Turning Photos into Flavors — Multimodal Input with Gemini and Flutter’s AI Dart SDK

9 min readApr 3, 2024

In my last article in the “WineSnob series”, I described refactoring the WineSnob, my slightly silly AI demo app, to use Flutter’s new AI Dart SDK. I also used the opportunity to switch from the PaLM model to Gemini Pro. However, v2 of the WineSnob still supported text-only input.

Today I am tackling v3, where I add support for multimodal input. Rather than entering the name, vintage, and other wine specifications as text, the user should be able to simply upload a picture of the wine bottle. The model will then identify the wine in the picture and generate tasting notes.

My primary goal with this project is to demonstrate the steps needed to integrate multimodal interactions into a Flutter app using the AI Dart SDK. But of course, I am also curious if extracting wine details from a picture rather than from text input affects the quality of my results.
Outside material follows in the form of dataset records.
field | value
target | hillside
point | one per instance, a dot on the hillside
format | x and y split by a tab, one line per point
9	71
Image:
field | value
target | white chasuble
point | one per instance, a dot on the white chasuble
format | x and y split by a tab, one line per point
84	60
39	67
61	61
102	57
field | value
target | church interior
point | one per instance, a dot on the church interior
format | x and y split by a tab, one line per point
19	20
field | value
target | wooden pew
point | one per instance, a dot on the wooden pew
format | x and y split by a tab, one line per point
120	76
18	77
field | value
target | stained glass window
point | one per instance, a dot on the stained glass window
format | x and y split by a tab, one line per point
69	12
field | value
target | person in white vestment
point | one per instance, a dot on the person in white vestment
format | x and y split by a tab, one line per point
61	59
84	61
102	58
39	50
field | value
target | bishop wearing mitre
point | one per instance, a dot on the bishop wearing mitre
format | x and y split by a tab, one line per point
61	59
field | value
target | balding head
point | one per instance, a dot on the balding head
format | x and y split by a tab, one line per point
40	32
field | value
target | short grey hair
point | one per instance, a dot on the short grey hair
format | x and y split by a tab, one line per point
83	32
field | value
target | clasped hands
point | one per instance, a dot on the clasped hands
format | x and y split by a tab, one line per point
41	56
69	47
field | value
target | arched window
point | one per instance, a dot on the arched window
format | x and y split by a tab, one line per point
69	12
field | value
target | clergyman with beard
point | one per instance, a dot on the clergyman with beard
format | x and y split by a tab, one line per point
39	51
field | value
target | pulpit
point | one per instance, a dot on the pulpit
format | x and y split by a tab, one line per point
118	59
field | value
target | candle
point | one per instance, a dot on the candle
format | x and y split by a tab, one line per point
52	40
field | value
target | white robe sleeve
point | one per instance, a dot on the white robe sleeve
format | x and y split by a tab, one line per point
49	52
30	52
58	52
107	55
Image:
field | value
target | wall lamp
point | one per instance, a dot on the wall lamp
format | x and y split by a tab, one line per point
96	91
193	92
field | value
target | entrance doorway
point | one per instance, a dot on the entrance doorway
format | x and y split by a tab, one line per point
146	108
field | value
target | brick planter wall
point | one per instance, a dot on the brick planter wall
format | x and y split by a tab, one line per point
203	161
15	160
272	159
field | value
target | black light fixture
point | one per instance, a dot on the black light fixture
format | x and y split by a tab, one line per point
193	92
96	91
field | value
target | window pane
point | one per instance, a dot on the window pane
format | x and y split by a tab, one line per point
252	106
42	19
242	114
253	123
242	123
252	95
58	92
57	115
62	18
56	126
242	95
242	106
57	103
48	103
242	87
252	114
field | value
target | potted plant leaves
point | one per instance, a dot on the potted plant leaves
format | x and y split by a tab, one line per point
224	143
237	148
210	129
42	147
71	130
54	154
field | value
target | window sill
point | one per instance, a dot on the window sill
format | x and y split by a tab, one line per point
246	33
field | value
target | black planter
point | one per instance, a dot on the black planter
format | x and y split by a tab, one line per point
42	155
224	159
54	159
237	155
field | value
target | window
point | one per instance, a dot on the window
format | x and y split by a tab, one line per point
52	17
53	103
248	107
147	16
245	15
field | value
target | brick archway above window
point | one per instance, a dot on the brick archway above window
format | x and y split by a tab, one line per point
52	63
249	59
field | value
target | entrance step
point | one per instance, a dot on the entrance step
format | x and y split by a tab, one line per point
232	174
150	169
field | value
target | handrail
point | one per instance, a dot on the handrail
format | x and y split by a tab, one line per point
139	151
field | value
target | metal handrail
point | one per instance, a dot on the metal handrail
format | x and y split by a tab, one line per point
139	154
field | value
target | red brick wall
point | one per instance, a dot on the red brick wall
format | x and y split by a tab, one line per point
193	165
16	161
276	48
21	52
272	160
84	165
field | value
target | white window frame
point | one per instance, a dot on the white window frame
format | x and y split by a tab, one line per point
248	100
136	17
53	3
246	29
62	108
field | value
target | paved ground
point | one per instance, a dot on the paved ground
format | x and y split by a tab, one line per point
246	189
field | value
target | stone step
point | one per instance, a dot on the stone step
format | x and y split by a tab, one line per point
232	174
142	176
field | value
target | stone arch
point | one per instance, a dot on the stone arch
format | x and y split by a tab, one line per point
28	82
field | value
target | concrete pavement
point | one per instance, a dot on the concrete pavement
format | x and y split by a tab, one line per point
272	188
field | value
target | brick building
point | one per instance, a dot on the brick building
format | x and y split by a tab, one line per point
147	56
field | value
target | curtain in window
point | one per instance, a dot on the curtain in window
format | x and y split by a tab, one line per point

V3 of the WineSnop therefore continues to support text-only interactions in parallel with multimodal prompts to allow for a casual quality evaluation of generated tasting notes.

Previously in this WineSnob series

WineSnob v1: With Flutter and PaLM API to Instant Wine Expertise 🍷
WineSnob v2: From PaLM to Gemini with Flutter’s new AI Dart SDK
WineSnob v3: Turning Photos into Flavors — Multimodal Input with Gemini and Flutter’s AI Dart SDK

The changes covered in this post build on v2 of the WineSnob. V2 allowed the user to manually enter a wine description. The user input was dropped into a longer string that added some context to the query and the completed prompt was sent to the Gemini Pro model using the AI Dart SDK. Once the generated response was returned, it was displayed on the page and the user was offered the opportunity to comment and save the interaction.

Add Multi-Modal Interactions (“Multi Oracle”) to the WineSnob Flutter App

V3 challenge : With this rewrite the user should receive a choice between text-only and multimodal input.

Step 1: Clean up prompt management for text-only flow

My initial goal with the WineSnob had been to evaluate different prompt strategies (structured vs. freeform, one-shot vs. few-shots, …) and to get user feedback on the results. Therefore I initially laid out the project to pull preconfigured prompts out of Firestore and to let the user switch between them. Each prepared tmplate contained a placeholder into which the user input was dropped to make up the final prompt.

As the focus shifted over time, keeping prepared prompt templates in Firestore was adding unnecessary complexity and had to go.

In this rewrite I am redesigning the page to be more clear about the interaction between user input (“Joostenberg Bakermat 2020”) and prompt template (“Write tasting notes for <Joostenberg Bakermat 2020>. The tasting notes should be in the style of a wine critic…”). The app now offers a default template but allows the user to overwrite my suggestion. At query time the input is then dropped into the template string (called scaffold in some places) to form the final prompt.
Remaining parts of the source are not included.